Find an exponent $b$ such that $4^b \equiv 34\pmod{107}$

This is an instance of the difficult discrete logarithm problem, but it's small enough that it is amenable to hand computation.

Algorithmically let's use Shanks' baby giant step.
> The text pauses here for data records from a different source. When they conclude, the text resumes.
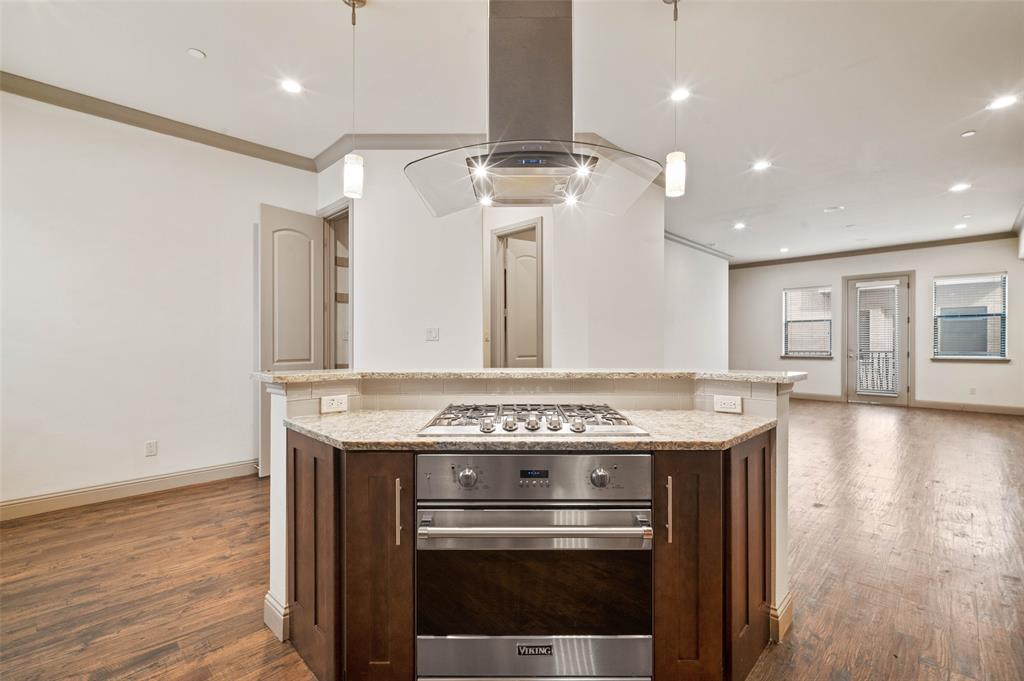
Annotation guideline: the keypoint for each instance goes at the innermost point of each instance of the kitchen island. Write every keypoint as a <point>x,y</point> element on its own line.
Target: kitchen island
<point>376,442</point>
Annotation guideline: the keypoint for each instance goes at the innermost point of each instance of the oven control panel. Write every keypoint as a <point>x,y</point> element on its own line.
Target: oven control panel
<point>570,476</point>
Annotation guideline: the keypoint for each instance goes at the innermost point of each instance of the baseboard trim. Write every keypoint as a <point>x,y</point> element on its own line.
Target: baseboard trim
<point>780,619</point>
<point>961,407</point>
<point>816,396</point>
<point>276,616</point>
<point>18,508</point>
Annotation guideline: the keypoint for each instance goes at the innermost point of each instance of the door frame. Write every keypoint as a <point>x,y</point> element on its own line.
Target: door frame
<point>911,354</point>
<point>497,288</point>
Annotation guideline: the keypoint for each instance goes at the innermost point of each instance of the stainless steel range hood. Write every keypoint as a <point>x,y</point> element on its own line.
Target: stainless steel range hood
<point>532,158</point>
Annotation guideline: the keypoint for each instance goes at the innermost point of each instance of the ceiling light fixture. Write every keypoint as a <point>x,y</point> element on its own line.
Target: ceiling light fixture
<point>1001,102</point>
<point>680,94</point>
<point>675,162</point>
<point>353,177</point>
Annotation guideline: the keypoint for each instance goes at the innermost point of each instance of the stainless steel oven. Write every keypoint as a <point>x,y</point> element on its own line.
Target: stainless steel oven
<point>534,565</point>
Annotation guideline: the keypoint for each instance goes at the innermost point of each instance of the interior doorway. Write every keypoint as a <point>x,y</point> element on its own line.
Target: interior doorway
<point>879,339</point>
<point>516,296</point>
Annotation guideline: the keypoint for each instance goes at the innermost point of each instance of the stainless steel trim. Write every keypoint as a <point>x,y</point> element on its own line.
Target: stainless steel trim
<point>571,657</point>
<point>668,525</point>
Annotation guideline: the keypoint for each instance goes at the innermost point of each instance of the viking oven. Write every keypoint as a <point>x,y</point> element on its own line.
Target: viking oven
<point>534,565</point>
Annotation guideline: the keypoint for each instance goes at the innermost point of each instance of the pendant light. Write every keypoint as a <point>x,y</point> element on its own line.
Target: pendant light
<point>352,178</point>
<point>675,162</point>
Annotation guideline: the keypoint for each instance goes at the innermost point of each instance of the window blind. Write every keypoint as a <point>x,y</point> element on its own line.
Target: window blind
<point>807,322</point>
<point>970,316</point>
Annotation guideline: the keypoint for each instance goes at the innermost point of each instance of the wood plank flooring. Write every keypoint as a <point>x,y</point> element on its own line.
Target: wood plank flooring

By below $2$ is a primitive root $({\rm ord}\,2 = 106)$ so $\,34 \equiv 2^{\large n},\,$ and we seek $\,34\cdot 2^{\large -11j}\equiv 2^{\large k}\,$ for $\,0\le j,k < 11,\,$ by repeatedly scaling$\,34\,$ by $\,2^{\large -11}\!\equiv \color{#0a0}{50}\,$ (by Remark) till we reach some $\,2^{\large k}\equiv 1,\color{}2,4,8,16,32,64,21,\color{#c00}{42},84,\color{#90f}{61}\,$

$$34 \overset{\large \times\color{#0a0}{50}}\to 95\overset{\large\times\color{#0a0}{50}}\to \color{#c00}{42\equiv 2^{\large 8}} $$

so $\ \smash[t]{34(\overbrace{2^{\large -11}}^{\large \color{#0a0}{50}})^{\Large\color{}2}}\equiv \color{#c00}{2^{\large 8}}\overset{\large \times\, 2^{\LARGE 22}\!}\Longrightarrow 34\equiv 2^{\large 30}\!\equiv 2^{\large 2b}\!\!\!\iff$ $\! 2b\equiv 30\pmod{\!106}\!\iff\! \bbox[5px,border:1px solid #c00]{b\equiv 15\pmod{\!53}}$

Remark $ \bmod 107\!:\,\ 2^{\large 11}\! \equiv 2(\color{#90f}{61})\equiv 15\ $ so applying Gauss's algorithm

$$2^{\large -11}\equiv \dfrac{1}{15}\equiv \dfrac{7}{105}\equiv \dfrac{-100}{-2}\equiv \color{#0a0}{50}$$

To prove $\,{\rm ord}\,2 = 106,\,$ by the Order Test it suffices to show that $\,2^{\large 106/p}\!\not\equiv 1$ for all primes $\,p\mid 106,\,$ i.e. $\,2^{\large 2}\!\not\equiv 1,\, $ $2^{\large 53}\!\not\equiv 1,\,$ which is true.